Georgy Malets didn’t make it to an anti-Kremlin rally last month. He was detained on his way there by police using facial recognition technology in the Moscow metro.
The 30-year-old Russian photo blogger said the police told him he had been identified by a “Face-ID” camera system and must accompany them to a police station for checks.
“I could see they had some kind of photographs, but they weren’t from cameras – it was definitely a photograph from my profile on social networks,” Malets told Reuters.
He said he was questioned for four hours as a witness in a criminal case the police said had been opened into earlier rallies, so missed the Jan. 31 protest.
Moscow police and the IT and transport departments of the mayor’s office did not respond to requests for comment.
But reports from other protesters who have attend rallies in recent weeks in support of jailed opposition politician Alexei Navalny also indicate police are using facial recognition technology to make preventive arrests and detentions.

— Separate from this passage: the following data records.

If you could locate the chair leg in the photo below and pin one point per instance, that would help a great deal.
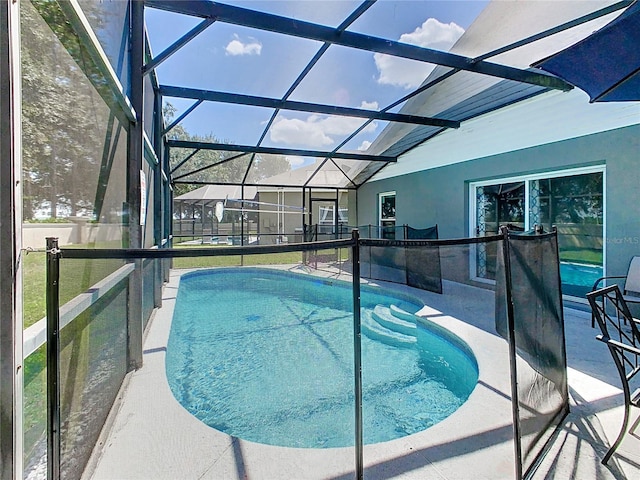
(625, 423)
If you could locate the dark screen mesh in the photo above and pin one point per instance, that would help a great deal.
(93, 363)
(457, 303)
(539, 339)
(148, 288)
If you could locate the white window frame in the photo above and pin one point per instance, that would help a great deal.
(381, 196)
(526, 179)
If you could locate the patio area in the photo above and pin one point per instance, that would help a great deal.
(150, 435)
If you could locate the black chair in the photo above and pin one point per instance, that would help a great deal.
(620, 333)
(631, 288)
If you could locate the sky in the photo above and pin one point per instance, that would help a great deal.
(232, 58)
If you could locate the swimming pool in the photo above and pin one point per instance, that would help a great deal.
(267, 356)
(578, 279)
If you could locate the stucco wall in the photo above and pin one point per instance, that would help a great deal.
(440, 195)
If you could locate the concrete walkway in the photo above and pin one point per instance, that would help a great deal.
(151, 436)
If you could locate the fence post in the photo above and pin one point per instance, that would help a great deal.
(53, 359)
(515, 408)
(357, 354)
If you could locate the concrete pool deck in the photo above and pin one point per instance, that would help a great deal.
(151, 436)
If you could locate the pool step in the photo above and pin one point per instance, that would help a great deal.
(395, 320)
(372, 329)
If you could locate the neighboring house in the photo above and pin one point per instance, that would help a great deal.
(551, 159)
(281, 208)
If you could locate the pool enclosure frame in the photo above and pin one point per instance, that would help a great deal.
(152, 149)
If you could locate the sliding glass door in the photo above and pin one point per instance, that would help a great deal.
(571, 201)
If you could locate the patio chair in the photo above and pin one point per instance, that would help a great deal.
(620, 333)
(631, 288)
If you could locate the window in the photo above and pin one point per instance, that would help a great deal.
(572, 201)
(387, 215)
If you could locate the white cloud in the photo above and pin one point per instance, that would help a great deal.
(364, 146)
(295, 161)
(369, 105)
(238, 47)
(409, 73)
(315, 131)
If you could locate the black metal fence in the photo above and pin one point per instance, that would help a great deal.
(90, 341)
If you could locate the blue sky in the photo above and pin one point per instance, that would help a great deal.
(230, 58)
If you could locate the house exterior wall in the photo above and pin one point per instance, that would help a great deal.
(441, 194)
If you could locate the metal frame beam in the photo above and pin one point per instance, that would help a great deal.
(240, 99)
(225, 147)
(312, 31)
(177, 45)
(11, 373)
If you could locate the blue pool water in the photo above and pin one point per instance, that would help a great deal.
(578, 279)
(268, 357)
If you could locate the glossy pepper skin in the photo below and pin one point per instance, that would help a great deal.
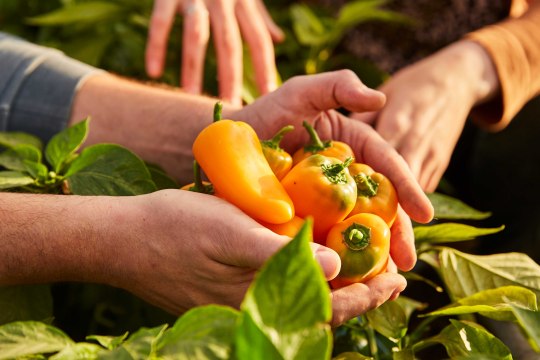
(231, 156)
(363, 244)
(198, 185)
(321, 187)
(376, 194)
(280, 161)
(330, 148)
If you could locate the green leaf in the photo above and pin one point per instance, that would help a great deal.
(13, 179)
(389, 319)
(307, 27)
(160, 178)
(63, 145)
(140, 345)
(447, 207)
(450, 232)
(25, 302)
(12, 139)
(493, 303)
(108, 169)
(465, 340)
(289, 303)
(466, 274)
(109, 342)
(530, 322)
(205, 332)
(84, 12)
(78, 351)
(24, 338)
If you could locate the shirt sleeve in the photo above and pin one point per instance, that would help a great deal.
(514, 46)
(37, 87)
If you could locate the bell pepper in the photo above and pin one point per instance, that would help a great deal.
(363, 244)
(231, 156)
(331, 148)
(198, 185)
(376, 194)
(280, 161)
(321, 187)
(290, 228)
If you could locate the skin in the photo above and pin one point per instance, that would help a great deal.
(178, 249)
(428, 104)
(231, 21)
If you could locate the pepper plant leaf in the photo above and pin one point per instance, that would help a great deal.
(465, 274)
(62, 146)
(493, 303)
(449, 208)
(108, 169)
(203, 332)
(466, 340)
(289, 305)
(450, 232)
(14, 179)
(26, 338)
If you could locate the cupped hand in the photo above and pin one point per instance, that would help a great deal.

An unnamed law enforcement source told TASS news agency the technology used images stored on a database of regular protesters. Rights advocates expressed concern surveillance systems were being used for this purpose.
Samariddin Radzhabov, who was tried for throwing a plastic bottle at a police officer in 2019, said he was also detained on the metro before the Jan. 31 rally and then released.
Ekaterina Schulmann said her husband Mikhail was detained after entering the Moscow metro following a protest.
“They (the police) said he was stopped because ‘face control had reacted’ and that he had to go to an investigator as a witness in some kind of criminal case,” she told Reuters.
Three others at the police station he was taken to had also been identified using facial recognition technology, she said.
The Moscow mayor’s office announced it was rolling out a facial recognition system in the metro to spot wanted criminals in 2018, when Russia hosted the soccer World Cup. There are now surveillance cameras all over Moscow.
“There is still a lot we don’t know about the facial recognition system in Moscow,” said Kirill Koroteev, a lawyer at human rights group Agora.
He said it was unclear how automated the system was, whether all cameras used it and which databases it used.
“At first they said the system would be used to find lost kids and fugitive convicts,” said Sarkis Darbinyan, an Internet freedom advocate. “Then they used it to monitor self-isolation during the pandemic, and now, as expected, to monitor protests and activists.”
Tens of thousands have protested since Navalny was arrested after returning from Germany following treatment for poisoning in Siberia with what Western countries say was a nerve agent.
He was jailed on Feb. 2 for violating parole on what he says was a trumped-up charge. The Kremlin denies his treatment is politically motivated and questions whether he was poisoned.
The Kremlin has also defended thepolice against accusations of using disproportionate force, saying the protests are illegal because they have not been approved and could spread COVID-19.
Protesters have for several years used social media to coordinate rallies. Now they also have a smartphone app available which, if they are detained, allows them to obtain a lawyer as easily as ordering a taxi, says its founder, Kaloy Akhilgov.
The Advocall app contains a panic button to summon a lawyer, contacts for lawyers and instructions on how to behave if detained or questioned.
Akhilgov, who runs a law firm, said his lawyers would work without charge to help protesters if necessary. About 4,600 people had downloaded the app and over 300 requests for legal assistance had been received via the app, he said.